The pandemic has altered both consumer and business behavior, and telecommunications companies are at the center of this evolution. Telecoms have become the essential backbone for interoperable global networks that allow people and companies to stay connected. But with global adoption of 5G fast becoming a reality, telecoms face new challenges. How does consumer connectivity accelerate emerging revenue opportunities? How does it prompt a new role within an evolving value chain?

In short, telecoms need to move beyond the role of providing the network backbone and enabling content delivery. Crucially, they must decide if they’re going to power customer relationships for others or own that relationship themselves. Although some industry players have made good strides in seeking incremental revenues through a broader ecosystem and facilitating the interconnectedness of adjacent industries, more must be done – and at a faster pace – to create better experiences or reduce costs. 

Follow the Leaders

Telefonica and Telstra are good examples of the post-5G future. Telefonica, a global telecom headquartered in Spain, had launched O2 mobile banking services in 2016 to Munich’s Fidor Bank AG. Now, it has announced a new partnership with Comdirect Bank in Germany, which required it to provide more than an app, and connect its innovative network strength with a commercially branded tech platform via O2 to offer high-quality customer mobile banking services to Comdirect’s online banks.  

Meanwhile, Telstra invested for years in a series of distinct acquisitions to form Australia’s largest e-health company, Telstra Health. Now, with a common platform, technologies, ecosystem framework and specialized industry talent, Telstra can move quickly into a meaningful role in powering networks to shape the future of connected healthcare services.

Cross-Industry Opportunities

With COVID-19 accelerating the need for a multitude of industry solutions in diverse areas, telecoms have the opportunity to use their connectivity, speed, data-gathering, edge processing and advanced analytics capabilities to deliver solutions that not only enhance experiences but also improve lives. Industries with the most tangible traction include:

  • Support for telehealth. Evolving for two decades, telehealth has spiked in use during COVID. Healthcare providers and consumers now realize the degree to which remote delivery of healthcare positively impacts downstream costs, quality of life and human prosperity, while also requiring a new level of digital inclusion. With 5G, patients’ relationships with healthcare providers and payers will increasingly be forged through remote and digital means.
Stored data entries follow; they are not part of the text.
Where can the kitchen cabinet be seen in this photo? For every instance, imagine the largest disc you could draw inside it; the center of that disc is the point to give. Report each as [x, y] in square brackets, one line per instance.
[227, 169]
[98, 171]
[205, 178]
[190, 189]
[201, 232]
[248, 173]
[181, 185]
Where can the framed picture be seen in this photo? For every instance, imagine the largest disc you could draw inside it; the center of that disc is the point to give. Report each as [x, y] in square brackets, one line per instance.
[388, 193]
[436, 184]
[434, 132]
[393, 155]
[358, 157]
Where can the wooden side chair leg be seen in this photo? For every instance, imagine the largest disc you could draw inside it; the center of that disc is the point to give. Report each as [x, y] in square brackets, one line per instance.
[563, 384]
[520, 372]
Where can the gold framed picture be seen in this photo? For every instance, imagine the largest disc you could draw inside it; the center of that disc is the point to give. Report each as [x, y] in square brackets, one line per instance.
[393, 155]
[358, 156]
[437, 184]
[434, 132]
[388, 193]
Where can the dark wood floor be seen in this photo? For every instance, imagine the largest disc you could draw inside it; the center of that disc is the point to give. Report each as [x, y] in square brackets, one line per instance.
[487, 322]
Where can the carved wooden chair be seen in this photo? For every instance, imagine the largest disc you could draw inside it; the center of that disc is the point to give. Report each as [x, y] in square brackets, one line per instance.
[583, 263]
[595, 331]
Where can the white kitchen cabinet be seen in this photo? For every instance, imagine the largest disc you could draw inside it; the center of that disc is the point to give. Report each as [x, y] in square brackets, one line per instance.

    In addition to enabling virtual face-to-face meetings between providers and patients, 5G will allow near-real-time transmission of biometric data for analysis and diagnosis. This will allow care providers to monitor time-sensitive data like the condition of heart patients following surgery, cancer patients’ response to chemotherapy, diabetics’ blood-sugar levels or clinical trial participants’ response to therapies in development, promoting improved patient outcomes.

    To solidify telecoms’ role in digital healthcare, emerging and network-dependent health players will need to collaborate to remediate health risks in real-time.

  • Enriching the sports fan experience. With the convergence of sports, gaming and technology in the form of fantasy leagues or grassroots European football, fans can monitor players’ performance and perceived value – while being entertained – through real-time content. The interconnection of sports leagues and network providers will result in the streaming of a 360-degree view for fans, both at home or in the stadium, resulting in a curated and personalized experience that can be monetized through advertising, player/game apparel and hospitality. 
  • Empowering drivers with information. Telemetrics and advances in digital monitoring are completely altering vehicle diagnostics and the availability of vital safety information. Alongside this, interconnected data can also provide instantaneous information to drivers about their wants and needs, through the network.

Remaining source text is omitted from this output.